Commit Graph

16 Commits

Author SHA1 Message Date
Will Deacon
32fb5d73c9 arm64: atomics: Remove '&' from '+&' asm constraint in lse atomics
The lse implementation of atomic64_dec_if_positive uses the '+&' constraint,
but the '&' is redundant and confusing in this case, since early clobber
on a read/write operand is a strange concept.

Replace the constraint with '+'.

Signed-off-by: Will Deacon <will.deacon@arm.com>
2017-07-20 10:20:54 +01:00
Mark Rutland
8997c93452 arm64: atomic_lse: match asm register sizes
The LSE atomic code uses asm register variables to ensure that
parameters are allocated in specific registers. In the majority of cases
we specifically ask for an x register when using 64-bit values, but in a
couple of cases we use a w regsiter for a 64-bit value.

For asm register variables, the compiler only cares about the register
index, with wN and xN having the same meaning. The compiler determines
the register size to use based on the type of the variable. Thus, this
inconsistency is merely confusing, and not harmful to code generation.

For consistency, this patch updates those cases to use the x register
alias. There should be no functional change as a result of this patch.

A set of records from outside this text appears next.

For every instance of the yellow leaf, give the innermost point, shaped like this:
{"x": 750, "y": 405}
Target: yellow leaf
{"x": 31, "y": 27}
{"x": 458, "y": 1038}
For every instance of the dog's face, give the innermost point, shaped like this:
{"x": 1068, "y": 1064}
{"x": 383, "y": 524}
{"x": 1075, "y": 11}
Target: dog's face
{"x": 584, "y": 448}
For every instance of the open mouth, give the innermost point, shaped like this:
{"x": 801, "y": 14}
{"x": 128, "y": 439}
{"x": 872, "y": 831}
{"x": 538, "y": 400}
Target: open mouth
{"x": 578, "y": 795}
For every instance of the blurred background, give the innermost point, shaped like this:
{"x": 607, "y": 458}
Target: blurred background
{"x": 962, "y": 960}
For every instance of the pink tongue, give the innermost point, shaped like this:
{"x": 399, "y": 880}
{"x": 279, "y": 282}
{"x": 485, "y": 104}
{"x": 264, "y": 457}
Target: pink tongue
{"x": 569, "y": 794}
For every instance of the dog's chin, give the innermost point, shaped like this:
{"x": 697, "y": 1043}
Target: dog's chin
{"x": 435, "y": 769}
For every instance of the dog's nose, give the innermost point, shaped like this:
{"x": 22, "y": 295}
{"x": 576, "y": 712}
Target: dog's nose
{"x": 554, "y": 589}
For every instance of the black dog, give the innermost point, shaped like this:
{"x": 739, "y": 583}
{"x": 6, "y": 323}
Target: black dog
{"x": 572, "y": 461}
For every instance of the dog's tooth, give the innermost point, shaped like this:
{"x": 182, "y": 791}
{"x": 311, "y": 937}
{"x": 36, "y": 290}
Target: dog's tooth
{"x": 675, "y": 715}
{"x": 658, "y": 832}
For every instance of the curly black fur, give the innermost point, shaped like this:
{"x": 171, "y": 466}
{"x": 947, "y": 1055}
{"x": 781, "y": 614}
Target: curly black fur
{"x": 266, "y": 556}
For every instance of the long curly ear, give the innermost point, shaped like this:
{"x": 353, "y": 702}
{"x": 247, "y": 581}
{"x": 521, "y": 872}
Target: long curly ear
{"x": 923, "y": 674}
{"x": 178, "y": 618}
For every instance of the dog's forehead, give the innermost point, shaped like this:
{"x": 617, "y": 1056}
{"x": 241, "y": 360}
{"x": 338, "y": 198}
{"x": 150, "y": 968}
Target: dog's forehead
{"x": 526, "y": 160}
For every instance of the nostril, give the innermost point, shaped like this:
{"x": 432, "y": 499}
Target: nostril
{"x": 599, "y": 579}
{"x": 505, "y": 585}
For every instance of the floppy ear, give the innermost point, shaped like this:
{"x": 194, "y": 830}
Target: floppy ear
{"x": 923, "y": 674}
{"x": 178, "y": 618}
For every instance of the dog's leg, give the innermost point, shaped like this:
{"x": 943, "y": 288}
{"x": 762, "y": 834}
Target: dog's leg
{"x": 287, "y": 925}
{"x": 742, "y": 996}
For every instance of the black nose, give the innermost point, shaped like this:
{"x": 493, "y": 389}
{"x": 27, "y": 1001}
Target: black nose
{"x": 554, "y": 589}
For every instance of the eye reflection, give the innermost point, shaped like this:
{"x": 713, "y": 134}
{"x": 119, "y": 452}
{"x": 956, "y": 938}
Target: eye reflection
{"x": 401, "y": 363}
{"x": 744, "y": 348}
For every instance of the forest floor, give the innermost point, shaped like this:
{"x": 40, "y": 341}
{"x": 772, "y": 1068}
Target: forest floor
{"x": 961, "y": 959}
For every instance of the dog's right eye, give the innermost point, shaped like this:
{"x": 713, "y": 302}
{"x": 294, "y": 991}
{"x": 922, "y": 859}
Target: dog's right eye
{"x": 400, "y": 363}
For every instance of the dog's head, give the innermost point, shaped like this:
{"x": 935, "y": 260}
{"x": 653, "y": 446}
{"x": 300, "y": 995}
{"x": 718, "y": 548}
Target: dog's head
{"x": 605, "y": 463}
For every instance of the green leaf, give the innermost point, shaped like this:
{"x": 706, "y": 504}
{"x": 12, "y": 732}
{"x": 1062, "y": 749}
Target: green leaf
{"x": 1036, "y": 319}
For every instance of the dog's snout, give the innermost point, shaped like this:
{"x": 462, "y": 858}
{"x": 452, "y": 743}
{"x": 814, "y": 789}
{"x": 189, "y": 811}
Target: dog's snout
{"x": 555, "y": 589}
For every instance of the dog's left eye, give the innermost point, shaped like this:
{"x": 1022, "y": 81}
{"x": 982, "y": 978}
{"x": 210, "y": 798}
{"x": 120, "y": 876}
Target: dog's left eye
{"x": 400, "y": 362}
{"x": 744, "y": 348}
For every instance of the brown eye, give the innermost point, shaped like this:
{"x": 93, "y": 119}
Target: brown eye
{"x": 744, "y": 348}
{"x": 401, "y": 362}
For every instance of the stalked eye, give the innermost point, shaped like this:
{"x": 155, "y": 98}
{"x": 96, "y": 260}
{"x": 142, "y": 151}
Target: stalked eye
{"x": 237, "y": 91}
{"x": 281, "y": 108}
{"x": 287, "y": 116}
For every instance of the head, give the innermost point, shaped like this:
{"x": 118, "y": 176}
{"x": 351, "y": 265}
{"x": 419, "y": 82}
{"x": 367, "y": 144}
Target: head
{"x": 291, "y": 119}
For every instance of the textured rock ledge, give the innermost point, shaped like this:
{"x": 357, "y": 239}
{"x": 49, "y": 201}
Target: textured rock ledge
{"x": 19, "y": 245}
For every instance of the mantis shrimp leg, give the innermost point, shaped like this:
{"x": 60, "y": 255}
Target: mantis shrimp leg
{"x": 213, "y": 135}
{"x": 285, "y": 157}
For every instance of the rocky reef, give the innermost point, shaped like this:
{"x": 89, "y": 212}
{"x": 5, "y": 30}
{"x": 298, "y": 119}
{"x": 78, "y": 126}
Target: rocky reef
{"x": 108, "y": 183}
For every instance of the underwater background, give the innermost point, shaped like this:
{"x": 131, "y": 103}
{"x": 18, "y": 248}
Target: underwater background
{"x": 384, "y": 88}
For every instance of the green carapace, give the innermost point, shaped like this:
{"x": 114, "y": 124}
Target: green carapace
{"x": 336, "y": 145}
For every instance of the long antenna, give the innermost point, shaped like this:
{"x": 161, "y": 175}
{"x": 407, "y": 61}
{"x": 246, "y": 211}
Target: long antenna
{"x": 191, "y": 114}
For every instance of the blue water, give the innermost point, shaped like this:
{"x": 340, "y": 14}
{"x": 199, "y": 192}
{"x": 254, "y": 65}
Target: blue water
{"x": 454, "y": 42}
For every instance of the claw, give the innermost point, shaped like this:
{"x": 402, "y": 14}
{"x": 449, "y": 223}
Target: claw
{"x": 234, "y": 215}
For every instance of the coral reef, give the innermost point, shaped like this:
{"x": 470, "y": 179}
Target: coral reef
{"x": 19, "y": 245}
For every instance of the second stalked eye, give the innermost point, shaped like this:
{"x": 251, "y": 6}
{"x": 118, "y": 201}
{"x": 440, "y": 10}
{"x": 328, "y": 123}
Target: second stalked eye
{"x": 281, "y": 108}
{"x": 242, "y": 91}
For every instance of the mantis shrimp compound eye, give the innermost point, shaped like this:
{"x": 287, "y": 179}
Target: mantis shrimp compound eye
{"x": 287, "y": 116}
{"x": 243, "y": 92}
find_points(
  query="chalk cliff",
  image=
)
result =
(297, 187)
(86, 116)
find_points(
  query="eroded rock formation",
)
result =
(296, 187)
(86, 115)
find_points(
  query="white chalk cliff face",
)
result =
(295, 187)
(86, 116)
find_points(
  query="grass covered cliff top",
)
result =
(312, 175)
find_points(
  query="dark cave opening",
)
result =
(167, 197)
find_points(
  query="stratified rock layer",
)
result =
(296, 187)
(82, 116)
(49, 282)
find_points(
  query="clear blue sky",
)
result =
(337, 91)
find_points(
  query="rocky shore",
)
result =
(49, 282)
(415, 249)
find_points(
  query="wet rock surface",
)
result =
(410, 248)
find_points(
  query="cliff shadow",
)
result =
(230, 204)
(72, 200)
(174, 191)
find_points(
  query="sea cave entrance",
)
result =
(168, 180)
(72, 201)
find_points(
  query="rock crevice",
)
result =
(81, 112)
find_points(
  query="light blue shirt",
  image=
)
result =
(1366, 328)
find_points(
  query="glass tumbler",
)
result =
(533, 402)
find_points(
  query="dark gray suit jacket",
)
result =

Acked-by: Will Deacon <will.deacon@arm.com>
Signed-off-by: Mark Rutland <mark.rutland@arm.com>
Signed-off-by: Catalin Marinas <catalin.marinas@arm.com>
2017-05-09 17:47:17 +01:00
Will Deacon
05492f2fd8 arm64: lse: convert lse alternatives NOP padding to use __nops
The LSE atomics are implemented using alternative code sequences of
different lengths, and explicit NOP padding is used to ensure the
patching works correctly.

This patch converts the bulk of the LSE code over to using the __nops
macro, which makes it slightly clearer as to what is going on and also
consolidates all of the padding at the end of the various sequences.

Signed-off-by: Will Deacon <will.deacon@arm.com>
2016-09-09 18:12:34 +01:00
Will Deacon
2efe95fe69 locking/atomic, arch/arm64: Implement atomic{,64}_fetch_{add,sub,and,andnot,or,xor}{,_relaxed,_acquire,_release}() for LSE instructions
Implement FETCH-OP atomic primitives, these are very similar to the
existing OP-RETURN primitives we already have, except they return the
value of the atomic variable _before_ modification.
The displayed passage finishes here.